Fajen Brett R
Department of Cognitive Science, Rensselaer Polytechnic Institute, Carnegie Building 308, 110 Eighth Street, Troy, NY 12180-3590, USA.
Perception. 2005;34(6):717-40. doi: 10.1068/p5405.
Tasks such as steering, braking, and intercepting moving objects constitute a class of behaviors, known as visually guided actions, which are typically carried out under continuous control on the basis of visual information. Several decades of research on visually guided action have resulted in an inventory of control laws that describe for each task how information about the sufficiency of one's current state is used to make ongoing adjustments. Although a considerable amount of important research has been generated within this framework, several aspects of these tasks that are essential for successful performance cannot be captured. The purpose of this paper is to provide an overview of the existing framework, discuss its limitations, and introduce a new framework that emphasizes the necessity of calibration and perceptual learning. Within the proposed framework, successful human performance on these tasks is a matter of learning to detect and calibrate optical information about the boundaries that separate possible from impossible actions. This resolves a long-lasting incompatibility between theories of visually guided action and the concept of an affordance. The implications of adopting this framework for the design of experiments and models of visually guided action are discussed.

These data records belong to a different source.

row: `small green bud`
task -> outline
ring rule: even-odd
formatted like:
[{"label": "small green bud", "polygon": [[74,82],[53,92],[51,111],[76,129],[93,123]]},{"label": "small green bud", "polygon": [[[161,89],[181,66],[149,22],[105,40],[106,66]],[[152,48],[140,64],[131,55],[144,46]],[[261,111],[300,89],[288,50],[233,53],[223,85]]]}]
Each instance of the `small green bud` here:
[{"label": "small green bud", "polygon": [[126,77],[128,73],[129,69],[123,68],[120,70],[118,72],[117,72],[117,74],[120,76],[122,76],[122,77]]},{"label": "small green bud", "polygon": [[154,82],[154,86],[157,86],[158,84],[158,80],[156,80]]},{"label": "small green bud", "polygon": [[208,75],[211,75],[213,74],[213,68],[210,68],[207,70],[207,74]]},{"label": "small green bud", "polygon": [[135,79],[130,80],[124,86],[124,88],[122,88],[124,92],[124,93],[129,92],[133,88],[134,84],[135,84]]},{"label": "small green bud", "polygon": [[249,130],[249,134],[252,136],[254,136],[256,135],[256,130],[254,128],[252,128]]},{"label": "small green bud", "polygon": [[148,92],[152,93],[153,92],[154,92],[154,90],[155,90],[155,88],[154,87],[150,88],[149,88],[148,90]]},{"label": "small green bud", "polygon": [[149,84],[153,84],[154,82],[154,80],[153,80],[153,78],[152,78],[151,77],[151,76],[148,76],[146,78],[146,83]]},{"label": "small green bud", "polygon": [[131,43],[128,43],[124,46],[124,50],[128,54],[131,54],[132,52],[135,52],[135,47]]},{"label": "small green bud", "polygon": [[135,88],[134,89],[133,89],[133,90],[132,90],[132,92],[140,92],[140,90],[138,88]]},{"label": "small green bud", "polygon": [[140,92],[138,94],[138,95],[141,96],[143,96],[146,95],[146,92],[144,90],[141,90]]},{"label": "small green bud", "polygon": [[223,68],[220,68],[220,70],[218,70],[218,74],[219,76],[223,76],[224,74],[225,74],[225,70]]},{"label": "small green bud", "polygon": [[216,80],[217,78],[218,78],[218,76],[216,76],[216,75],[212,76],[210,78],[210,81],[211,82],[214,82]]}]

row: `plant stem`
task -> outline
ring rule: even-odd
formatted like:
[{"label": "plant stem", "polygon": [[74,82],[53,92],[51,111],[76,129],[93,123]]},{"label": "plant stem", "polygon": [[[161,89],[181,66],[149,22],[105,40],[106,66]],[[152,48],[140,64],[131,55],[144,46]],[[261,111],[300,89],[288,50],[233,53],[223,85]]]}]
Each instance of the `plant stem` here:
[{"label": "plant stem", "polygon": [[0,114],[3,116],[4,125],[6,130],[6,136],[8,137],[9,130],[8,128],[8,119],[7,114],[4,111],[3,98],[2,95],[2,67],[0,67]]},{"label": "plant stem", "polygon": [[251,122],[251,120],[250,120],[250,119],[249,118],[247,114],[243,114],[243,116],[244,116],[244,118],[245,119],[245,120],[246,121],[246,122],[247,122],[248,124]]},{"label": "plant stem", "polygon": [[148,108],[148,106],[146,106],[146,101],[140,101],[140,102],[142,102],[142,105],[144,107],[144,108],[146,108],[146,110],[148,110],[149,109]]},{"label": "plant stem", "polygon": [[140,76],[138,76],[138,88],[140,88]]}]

诸如转向、刹车以及拦截移动物体等任务构成了一类行为,被称为视觉引导动作,这类行为通常是在基于视觉信息的持续控制下执行的。几十年来对视觉引导动作的研究已经形成了一系列控制法则,这些法则针对每项任务描述了如何利用关于自身当前状态充足性的信息来进行持续调整。尽管在此框架内已经产生了大量重要研究,但这些任务中对于成功执行至关重要的几个方面仍无法被涵盖。本文的目的是概述现有框架,讨论其局限性,并引入一个强调校准和感知学习必要性的新框架。在所提出的框架内,人类在这些任务上的成功表现在于学会检测和校准关于区分可能动作与不可能动作边界的光学信息。这解决了视觉引导动作理论与可供性概念之间长期存在的不兼容性。文中还讨论了采用此框架对视觉引导动作实验设计和模型的影响。